Also, I am not judging your parenting, no one can tell what type of parent someone is from a chat board. But I believe PP was just saying that a 12 month old exploring is just that, not necessarily "naughty". Babies can't be naughty. Some are more work to watch then others. I assume that is what you meant and I completely understand how that is. I had two of those...at the same time. I was tired of people saying "double trouble" every time they saw my twins but I think I was more annoyed because it was kind of true! :lmao: Hope you have a nice trip, whatever you decide to do. Your comfort level is going to have to dictate this situation. (That and the nursery hours!) :)
 
I think you are absolutely right to consider how your baby will feel being in the hot sun all day long with no significant stimulation. We are baby wearers as well and are booking DS into the nursery for one almost all-day excursion on the WBPC. It's through DCL, so we aren't taking a cell phone with us (Port Adventures will know how to reach us), and given our previous experience with the nursery while onboard with a toddler DD, I have NO qualms about my son being fed, happy, loved, and NOT overheating in a foreign country.

Sometimes people forget that attachment parenting is about doing the best thing for the child, and not our constructed image of what an ideal parent should be in every single situation without taking context into account. I'm sorry some are making you feel judged for considering all your options as a responsible, loving parent.
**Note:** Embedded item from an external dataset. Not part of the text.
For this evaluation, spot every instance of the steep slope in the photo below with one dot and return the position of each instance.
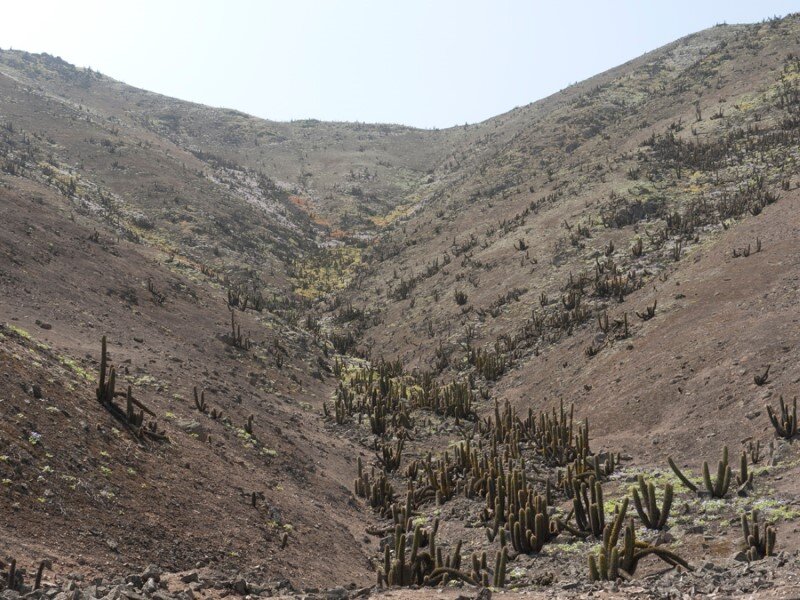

Thank you so much! I appreciate your comments.

I was a little shocked at those two posters judging me so harshly. It's completely uncalled for, since they have no idea how my baby is like and her tolerance level for being bored. I wear her, but she doesn't love it. My older DD loved being in her Ergo, but my baby pushes out when she gets hot, she fusses b/c she can't see, she wants to be put down and crawl, etc.

We are going to 4 ports on the 7 day Med cruise. Rome is the ONLY port that I'd even consider this since there is so much outdoor walking involved in the sun, in June. Having been to Rome before, we already know that there is no shade at the Colosseum, and hardly any A/C at the Vatican.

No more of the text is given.